Ч го? Так значит, перед отъездом он оставил мне доллар? Он либо пьян, либо бредит. О какой банкноте речь? Я-то хорошо помню, как он жаловался, что ему негде голову приклонить и что у него нет даже монетки, чтобы разломить ее напополам. Стучат в дверь. Медленно, но уверенно, я подхожу и с трудом открываю ее надо смазать петли. На пороге двое мужчин в гуайяберах, очень сдержанные, с бегающими глазами. Их корявые лица со щербинами от кори что-то смутно мне напоминают, а я в таком деле никогда не ошибаюсь – у меня врожденное чутье на преступников, и ко всему, я прекрасный физиономист.

– Добрый вечер, сеньора, нам надо потолковать с вашим любовником.

Дерзкое слово любовникпомогает мне вспомнить их. Это те самые типчики, которые справлялись насчет Уана точнехонько в день его (как оказалось – не совсем окончательного) отъезда. Машинально я отвечаю, что его нет, что я не понимаю, о чем речь, и облокачиваюсь о косяк, заслоняя приоткрытую дверь.

– Пусть войдут, Карукита, это свои.

Я повинуюсь, как автомат, пропускаю парочку и предлагаю гостям сесть. Уступаю им даже последнюю ложку кофе, которая осталась в банке. Кофе получается слабенький, но вкусный. Подав кофе, я из приличия скрываюсь за дверью спальной. Однако даже отсюда, с занятой мной стратегической позиции, я слышу их разговор.

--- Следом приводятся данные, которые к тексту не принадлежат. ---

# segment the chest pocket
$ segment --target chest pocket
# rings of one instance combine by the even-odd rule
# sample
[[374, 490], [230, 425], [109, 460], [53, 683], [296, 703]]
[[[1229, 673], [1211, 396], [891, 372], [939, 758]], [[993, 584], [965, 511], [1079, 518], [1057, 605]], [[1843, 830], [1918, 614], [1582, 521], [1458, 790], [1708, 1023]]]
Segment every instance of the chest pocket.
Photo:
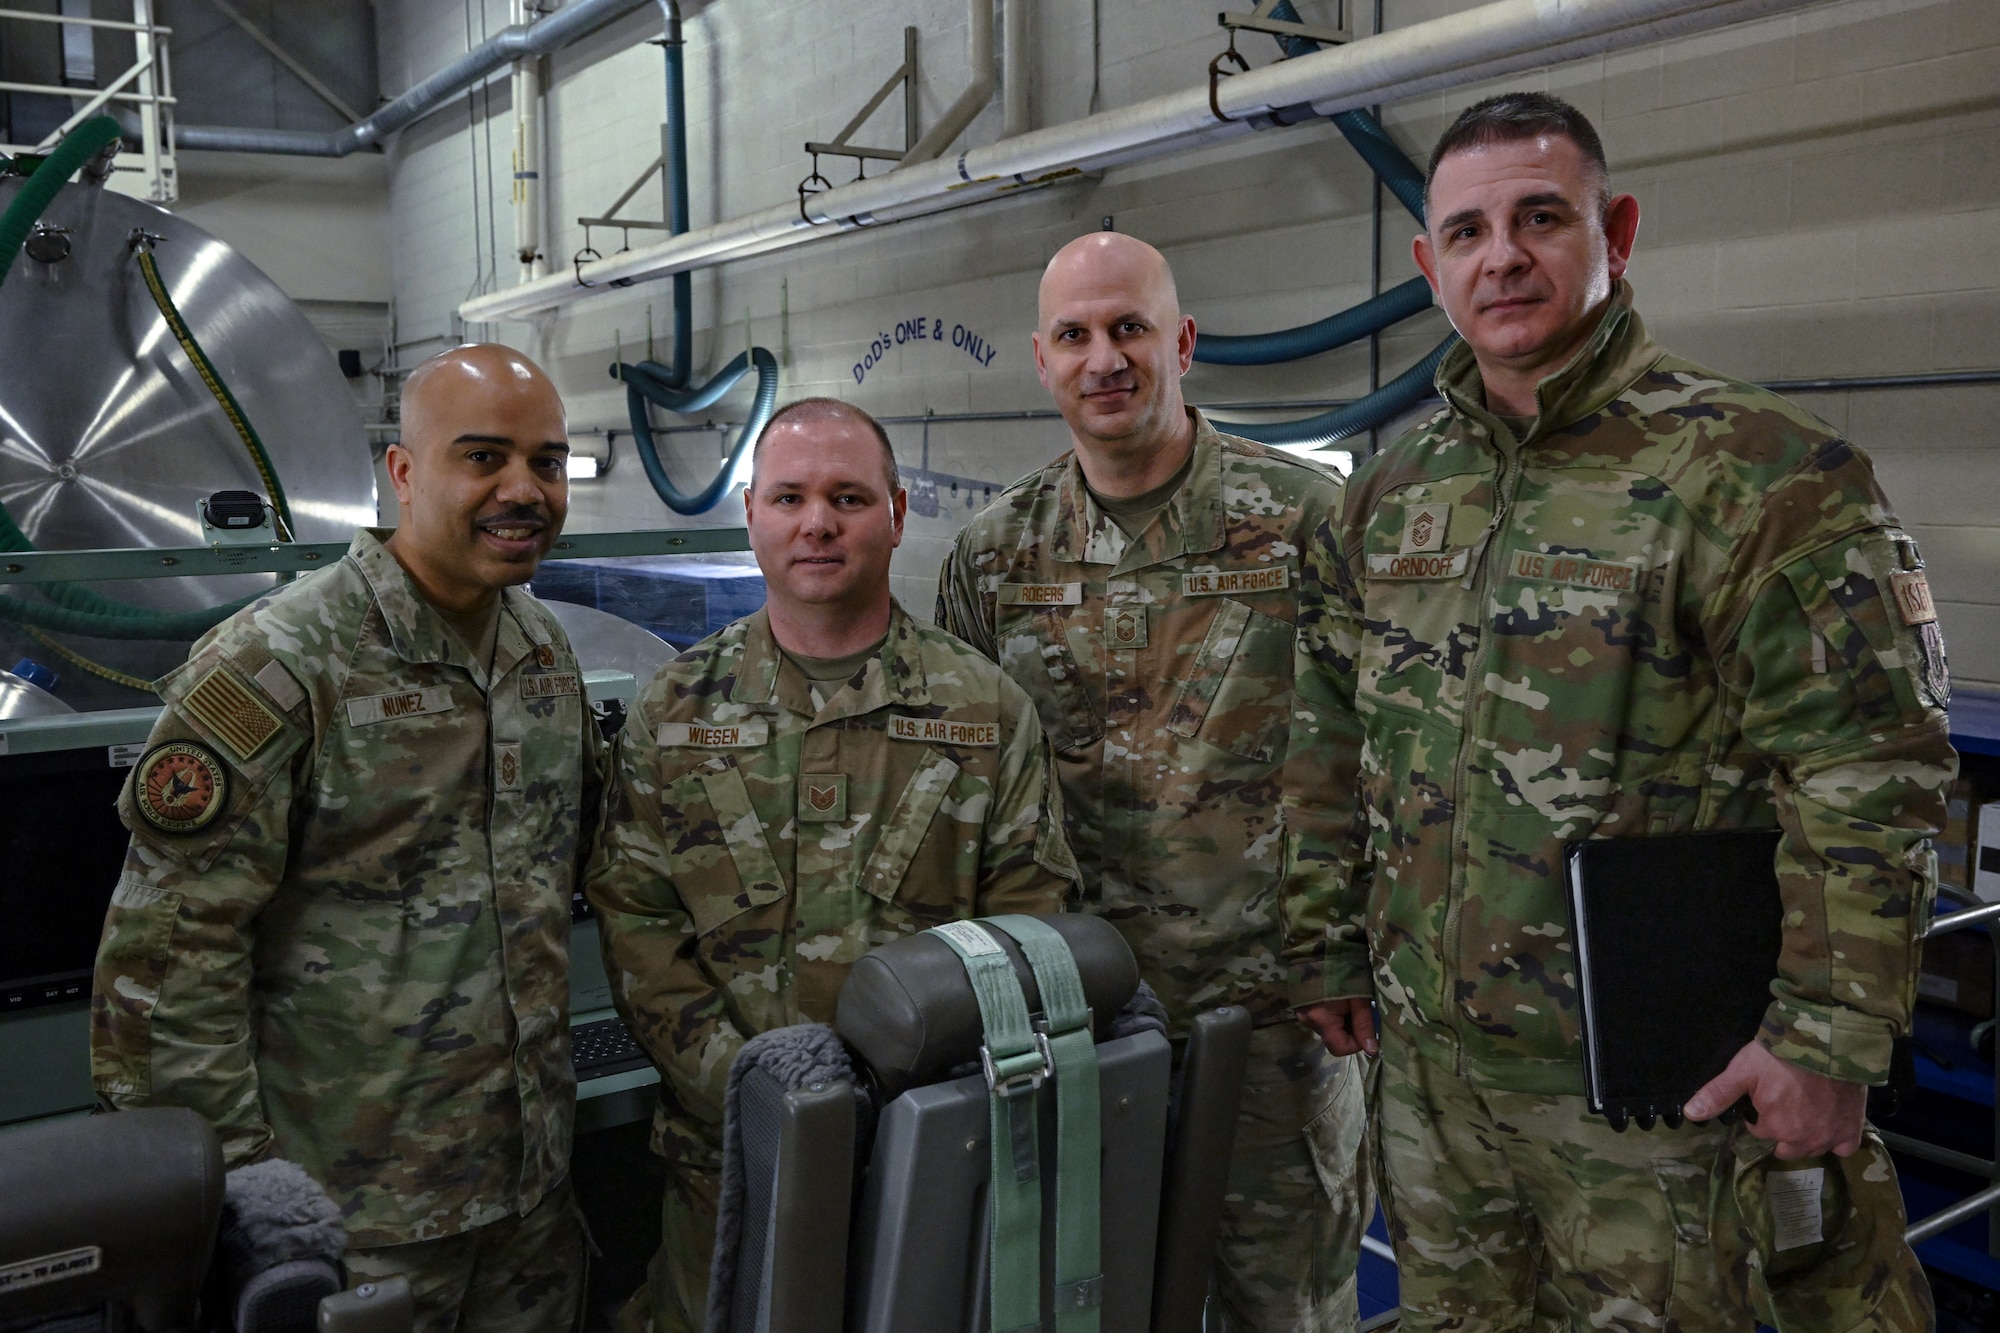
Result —
[[1479, 617], [1463, 585], [1492, 503], [1491, 478], [1473, 474], [1405, 486], [1377, 506], [1355, 571], [1363, 700], [1446, 723], [1464, 714]]
[[785, 877], [731, 759], [711, 755], [664, 784], [660, 798], [668, 829], [681, 835], [671, 850], [687, 866], [674, 887], [698, 934], [785, 897]]
[[1270, 763], [1291, 720], [1292, 627], [1224, 599], [1181, 681], [1167, 730]]
[[[1068, 607], [1082, 612], [1087, 607]], [[1091, 651], [1089, 631], [1079, 617], [1043, 608], [1025, 615], [1015, 608], [1000, 608], [995, 640], [1000, 650], [1000, 669], [1028, 692], [1049, 743], [1060, 753], [1088, 749], [1104, 738], [1104, 719], [1091, 702], [1089, 687], [1077, 665], [1078, 653], [1071, 636], [1082, 640], [1085, 653]]]
[[933, 754], [903, 785], [895, 813], [882, 826], [882, 836], [861, 870], [861, 887], [871, 897], [888, 902], [896, 896], [958, 772], [956, 763]]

– Ты знаешь, что мы пришли не за тем, чтобы сводить старые счеты. Отдай то, что нам принадлежит. Завтра – последним срок, потому что завтра ты приглашен на прием в честь Нитисы Вильяинтерпол, которая кормила народ и поддерживала в нем бодрый дух более тридцати лет.

– В любом случае вы должны будете свести старые счеты. До сих пор неизвестно, кто убил Луиса. Мотивы были отменно скрыты, похоронены в грязи всей этой истории. А насчет того, что вам будто бы принадлежит, так я это еще не нашел, но как найду, передам своему шефу. Так приказано, за этим меня послали, а приказы я привык выполнять.

– Не будь козлом, здесь только один шеф. Не забывай, где ты находишься… Мы ждем. – Говорящий одновременно ковыряется языком в зубах. Какая невоспитанность!

– Так сидите и ждите. – Ого, как он с ними лихо!

Оба типа встают. Они вне себя, они задыхаются от ярости, поэтому выходят так поспешно, что даже забывают попрощаться и закрыть за собой дверь. В ходе разговора я вдруг вспоминаю о той сложенной пополам банкноте 1935 года, которую Уан в момент расставания вложил в мою левую руку – ту, что ближе к сердцу, в котором звучит музыка. Боже мой, куда я могла ее подевать, куда? Нет, точно, совсем спятила! Дзинь-дзинь – раздается тревожный звонок. Не имею ни малейшего представления, кто бы мог звонить в такую рань. Слушаю? Ах, это ты, доченька, какая радость! Ты выбрала удачное время, сегодня самый счастливый день в моей жизни.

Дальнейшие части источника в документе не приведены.